11.2 Survival; Continuation and Reliance. All representations, warranties, covenants and agreements made by Borrower herein, in any other Loan Documents or in any other agreement, document, instrument or certificate delivered by or on behalf of Borrower under or pursuant to the Loan Documents shall be considered to have been relied upon by Lender and shall survive the delivery to Lender of such Loan Document (and each part thereof), regardless of any investigation made by or on behalf of Lender. The warranties and representations contained herein shall be and remain true and correct so long as any of the Obligations have not been satisfied, or so long as part of the Obligations shall remain outstanding, and each request by Borrower for an Advance shall constitute an affirmation that the foregoing representations and warranties remain true and correct as of the date thereof.
All indemnities made by Borrower are in favor of Lender shall survive payment of all Obligations and termination of this Agreement until the expiration of the applicable statute of limitations.
11.3 Governing Law; Consent to Jurisdiction.

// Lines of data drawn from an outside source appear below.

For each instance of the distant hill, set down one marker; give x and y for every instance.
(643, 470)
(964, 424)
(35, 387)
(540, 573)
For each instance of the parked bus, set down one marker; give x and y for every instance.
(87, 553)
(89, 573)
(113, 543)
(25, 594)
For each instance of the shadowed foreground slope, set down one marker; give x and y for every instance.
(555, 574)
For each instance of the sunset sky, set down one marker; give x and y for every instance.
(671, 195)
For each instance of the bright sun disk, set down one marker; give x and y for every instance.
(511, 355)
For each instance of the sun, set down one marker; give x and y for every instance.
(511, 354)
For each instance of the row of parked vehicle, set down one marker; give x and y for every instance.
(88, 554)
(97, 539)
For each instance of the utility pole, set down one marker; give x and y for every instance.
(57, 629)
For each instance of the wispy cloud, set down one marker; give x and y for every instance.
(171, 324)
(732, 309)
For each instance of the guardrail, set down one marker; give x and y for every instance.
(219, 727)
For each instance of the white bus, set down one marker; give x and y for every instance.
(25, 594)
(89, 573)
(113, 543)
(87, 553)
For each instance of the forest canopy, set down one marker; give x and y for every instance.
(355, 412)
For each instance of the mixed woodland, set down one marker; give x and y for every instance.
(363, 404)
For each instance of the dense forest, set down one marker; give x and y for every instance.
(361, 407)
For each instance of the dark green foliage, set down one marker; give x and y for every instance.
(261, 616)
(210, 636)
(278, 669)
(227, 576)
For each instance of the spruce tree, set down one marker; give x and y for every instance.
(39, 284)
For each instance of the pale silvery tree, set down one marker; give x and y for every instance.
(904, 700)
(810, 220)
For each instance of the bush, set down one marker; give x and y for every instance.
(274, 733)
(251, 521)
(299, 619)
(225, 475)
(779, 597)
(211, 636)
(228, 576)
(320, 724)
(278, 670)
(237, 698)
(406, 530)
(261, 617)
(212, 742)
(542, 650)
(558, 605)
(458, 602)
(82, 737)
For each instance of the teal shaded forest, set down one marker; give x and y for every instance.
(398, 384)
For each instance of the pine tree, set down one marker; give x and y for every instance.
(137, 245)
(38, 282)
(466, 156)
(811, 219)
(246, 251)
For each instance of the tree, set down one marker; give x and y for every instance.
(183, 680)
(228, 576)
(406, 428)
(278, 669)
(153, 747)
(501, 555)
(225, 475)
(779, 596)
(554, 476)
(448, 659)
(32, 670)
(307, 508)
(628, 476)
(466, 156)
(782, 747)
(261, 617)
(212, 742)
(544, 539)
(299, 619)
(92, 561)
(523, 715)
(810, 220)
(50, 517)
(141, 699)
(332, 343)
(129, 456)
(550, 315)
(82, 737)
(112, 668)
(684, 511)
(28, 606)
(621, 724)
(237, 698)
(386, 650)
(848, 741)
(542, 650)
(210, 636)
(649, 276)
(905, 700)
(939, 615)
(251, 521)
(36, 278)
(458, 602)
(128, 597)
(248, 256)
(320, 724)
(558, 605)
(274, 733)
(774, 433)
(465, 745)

(a) THIS AGREEMENT, THE NOTE AND THE OTHER LOAN DOCUMENTS AND THE OBLIGATIONS ARISING HEREUNDER AND THEREUNDER SHALL BE GOVERNED BY, AND CONSTRUED IN ACCORDANCE WITH, THE LAWS OF THE STATE OF NEW YORK APPLICABLE TO CONTRACTS MADE AND PERFORMED IN SUCH STATE (WITHOUT REGARD TO PRINCIPLES OF CONFLICTS OF LAWS) AND ANY APPLICABLE LAW OF THE UNITED STATES OF AMERICA, EXCEPT THAT AT ALL TIMES THE PROVISIONS FOR THE CREATION, PERFECTION, AND ENFORCEMENT OF THE LIENS AND SECURITY INTERESTS WITH RESPECT TO ANY INDIVIDUAL PROPERTY (OTHER THAN PERSONAL PROPERTY) CREATED PURSUANT HERETO AND PURSUANT TO THE OTHER LOAN DOCUMENTS SHALL BE GOVERNED BY AND CONSTRUED ACCORDING TO THE LAW OF THE STATE IN WHICH THE APPLICABLE INDIVIDUAL PROPERTY (OTHER THAN PERSONAL PROPERTY) IS LOCATED, IT BEING UNDERSTOOD THAT, TO THE FULLEST EXTENT PERMITTED BY THE LAW OF SUCH STATE, THE LAW OF THE STATE OF NEW YORK SHALL GOVERN THE CONSTRUCTION, VALIDITY AND ENFORCEABILITY OF ALL LOAN DOCUMENTS AND ALL OF THE OBLIGATIONS ARISING HEREUNDER OR THEREUNDER. TO THE FULLEST EXTENT PERMITTED BY LAW, BORROWER AND LENDER HEREBY UNCONDITIONALLY AND IRREVOCABLY WAIVE ANY CLAIM TO ASSERT THAT THE LAW OF ANY OTHER JURISDICTION GOVERNS THIS AGREEMENT, THE NOTE AND THE OTHER LOAN DOCUMENTS, AND THIS AGREEMENT, THE NOTE AND THE OTHER LOAN DOCUMENTS SHALL BE GOVERNED BY AND CONSTRUED IN ACCORDANCE WITH THE LAWS OF THE STATE OF NEW YORK PURSUANT TO SECTION 5-1401 OF THE NEW YORK GENERAL OBLIGATIONS LAW.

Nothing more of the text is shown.